8.—Both hit over, and Rimmer fell.

9.—Rimmer exerted every effort to gain the superiority, rallied well, and threw Molineaux.

10.—Molineaux appeared almost ferocious, and went in determined to repay him for past favours. He followed Rimmer, milling him to every part of the ring, and at length floored him.

11.—Rimmer rallied, and showed pluck. Some good hits exchanged, but Rimmer hit widely, without judging distance, and gave his head doubled in his chest, which stopped several blows, and he at length came down.

12.—Rimmer made a body hit, which again fell short, and almost in a state of frenzy he ran in, caught Molineaux up by the thighs, and threw him in the Lancashire style. Many cried “Foul,” others “Fair,” but the fight went on.

13.—Rimmer struck Molineaux over the mouth, when the Black ran in and threw him.

14.—A rally. Rimmer closed, and a complete trial of strength ensued. Both fell, Rimmer bringing down his man by Lancashire ingenuity.

15.—Rimmer retreated round the ring, Molineaux following, and at length by a severe blow in the wind, brought him down, when he was indisputably “dead beat.”

At this time the ring was broken; peers, ploughmen, fighting men, chimney-sweepers, costermongers, were all in one tumultuous uproar, which continued for at least twenty minutes, without any reason being assignable. At length, however, by the exertions of Cribb and others, the ring was restored, and the combatants, who had neither left the ring, were again set-to. Six more rounds were fought, but greatly to the discomfiture of Rimmer, who could hardly stand. During this time he received about ten more tremendous blows and then gave in. Rimmer displayed great courage; he has an unfortunate knack of giving his head when he hits, and appears to be timid of advancing towards his adversary, by which errors many blows fall short.
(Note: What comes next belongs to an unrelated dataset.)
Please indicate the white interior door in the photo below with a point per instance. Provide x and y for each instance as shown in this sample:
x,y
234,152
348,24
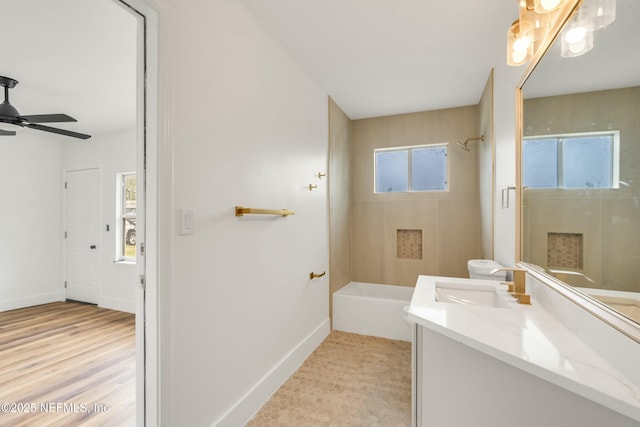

Such is the contemporary report: the slang version may be found in “Boxiana,” vol. i., pp. 365, 366. Of the formidable powers of Molineaux at this time, of which some writers who recorded his later career have expressed themselves sceptical, this battle and that with Blake must be convincing proof. No pugilist from this time offered a challenge to Molineaux, nor could he get a battle on until Tom Cribb, who had publicly announced his retirement from the ring, was called upon to “prevent the championship of England from being held by a foreigner,” or as Pierce Egan oddly calls the American nigger ‘a Moor’. Poor Pierce’s geography was sadly confused, and the term “the Moor” occurs—perhaps from some jumbled reminiscences of Othello, in his stage readings—in a hundred places in his work as a favourite epithet for the States’ black whose ring career we are now tracing. Molineaux had now once again to enter the lists with the Champion, which he did on the 28th September, 1811, at Thistleton Gap, Leicestershire, where, after a desperate battle of less than twenty minutes, he fell before the conquering arm of Cribb. See p. 256, ante.